Beiträge zu diesem Thema finden sich inzwischen aber nur noch selten in den Facebook- und Instagram-Feeds der User:innen. Im April 2024 wurden Konten mit angeblich politischen und sozialen Inhalten auf einmal nicht mehr im Feed empfohlen und angezeigt, sofern man ihnen nicht folgte. Um Polarisierung und Stress für die Nutzer:innen zu vermeiden, sagte Zuckerberg. Besonders betroffen waren Aktivist:innen.
„Die Organisationen mussten ihre Strategie komplett ändern“, sagt Cristina Vélez. Für NGOs heißt das: Nicht mehr „Rechte“, „Schwangerschaftsabbruch“ und andere Wörter ausschreiben, die mit Feminismus oder auch Klimakrise zu tun haben. Die „Abtreibung“ wird zur „Ab*R**BUnG“. So umgehen sie technische Filter.
Doch jetzt dreht sich Zuckerberg, möchte politische Inhalte wieder prominenter ausspielen lassen.
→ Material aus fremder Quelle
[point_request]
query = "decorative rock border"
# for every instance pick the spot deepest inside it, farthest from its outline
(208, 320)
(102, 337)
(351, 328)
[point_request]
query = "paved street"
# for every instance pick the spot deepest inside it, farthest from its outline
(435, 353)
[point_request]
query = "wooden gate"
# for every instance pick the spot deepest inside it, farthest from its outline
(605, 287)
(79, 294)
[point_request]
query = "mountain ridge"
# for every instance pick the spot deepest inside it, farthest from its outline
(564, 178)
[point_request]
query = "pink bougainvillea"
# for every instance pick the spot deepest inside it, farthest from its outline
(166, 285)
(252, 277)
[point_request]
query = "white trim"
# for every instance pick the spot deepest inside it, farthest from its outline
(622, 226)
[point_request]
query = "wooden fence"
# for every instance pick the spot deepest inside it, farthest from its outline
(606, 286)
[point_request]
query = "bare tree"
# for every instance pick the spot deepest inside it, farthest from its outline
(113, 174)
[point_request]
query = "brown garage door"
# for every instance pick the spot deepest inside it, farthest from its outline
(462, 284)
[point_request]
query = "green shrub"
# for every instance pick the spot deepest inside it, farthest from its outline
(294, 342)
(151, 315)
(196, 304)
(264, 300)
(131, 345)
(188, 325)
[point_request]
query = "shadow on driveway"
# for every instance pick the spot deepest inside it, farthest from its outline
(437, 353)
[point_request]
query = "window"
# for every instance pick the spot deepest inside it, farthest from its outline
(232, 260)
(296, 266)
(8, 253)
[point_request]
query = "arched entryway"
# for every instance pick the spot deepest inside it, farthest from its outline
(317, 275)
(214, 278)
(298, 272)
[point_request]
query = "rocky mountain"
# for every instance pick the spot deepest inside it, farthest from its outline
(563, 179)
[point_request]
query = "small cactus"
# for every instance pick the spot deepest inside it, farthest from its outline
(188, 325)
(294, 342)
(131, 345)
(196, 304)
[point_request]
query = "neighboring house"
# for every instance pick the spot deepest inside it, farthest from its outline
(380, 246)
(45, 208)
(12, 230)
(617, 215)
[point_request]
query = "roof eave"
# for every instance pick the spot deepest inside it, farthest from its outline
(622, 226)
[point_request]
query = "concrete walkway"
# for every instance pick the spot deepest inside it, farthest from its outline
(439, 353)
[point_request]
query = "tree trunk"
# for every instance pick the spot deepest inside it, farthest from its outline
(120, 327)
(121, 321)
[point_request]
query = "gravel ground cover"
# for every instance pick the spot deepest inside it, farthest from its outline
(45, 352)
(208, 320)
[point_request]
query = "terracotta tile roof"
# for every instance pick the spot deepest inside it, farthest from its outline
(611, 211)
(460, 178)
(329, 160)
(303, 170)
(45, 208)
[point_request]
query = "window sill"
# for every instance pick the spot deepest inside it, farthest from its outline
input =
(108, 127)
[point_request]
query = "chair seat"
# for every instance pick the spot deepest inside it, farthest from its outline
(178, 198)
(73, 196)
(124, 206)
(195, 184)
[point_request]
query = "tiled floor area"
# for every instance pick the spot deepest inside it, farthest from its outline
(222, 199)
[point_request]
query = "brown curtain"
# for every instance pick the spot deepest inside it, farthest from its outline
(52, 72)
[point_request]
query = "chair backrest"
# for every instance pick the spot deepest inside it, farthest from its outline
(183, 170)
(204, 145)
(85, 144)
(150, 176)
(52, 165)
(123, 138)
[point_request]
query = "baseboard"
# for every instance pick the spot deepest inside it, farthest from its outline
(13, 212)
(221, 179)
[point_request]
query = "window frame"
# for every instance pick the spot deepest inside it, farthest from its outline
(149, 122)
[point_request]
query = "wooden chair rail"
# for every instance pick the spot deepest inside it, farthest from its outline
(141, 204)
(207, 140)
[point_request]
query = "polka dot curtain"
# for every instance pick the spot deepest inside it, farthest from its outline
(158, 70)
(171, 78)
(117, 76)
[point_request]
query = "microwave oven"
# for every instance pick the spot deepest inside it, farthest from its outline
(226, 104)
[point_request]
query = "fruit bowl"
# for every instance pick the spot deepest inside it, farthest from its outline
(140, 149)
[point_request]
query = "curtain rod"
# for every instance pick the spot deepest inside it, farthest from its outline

Gleichzeitig nimmt er die Instanzen weg, die ein klein bisschen zivilen Umgang und geprüfte Information ins Netzwerk brachten. Zumindest in den USA. Aber die Erfahrung mit Meta zeigt: Was sie in den USA ändern, testen sie nach und nach in einzelnen Ländern des Globalen Südens – und dann im ganzen Kontinent übergestülpt.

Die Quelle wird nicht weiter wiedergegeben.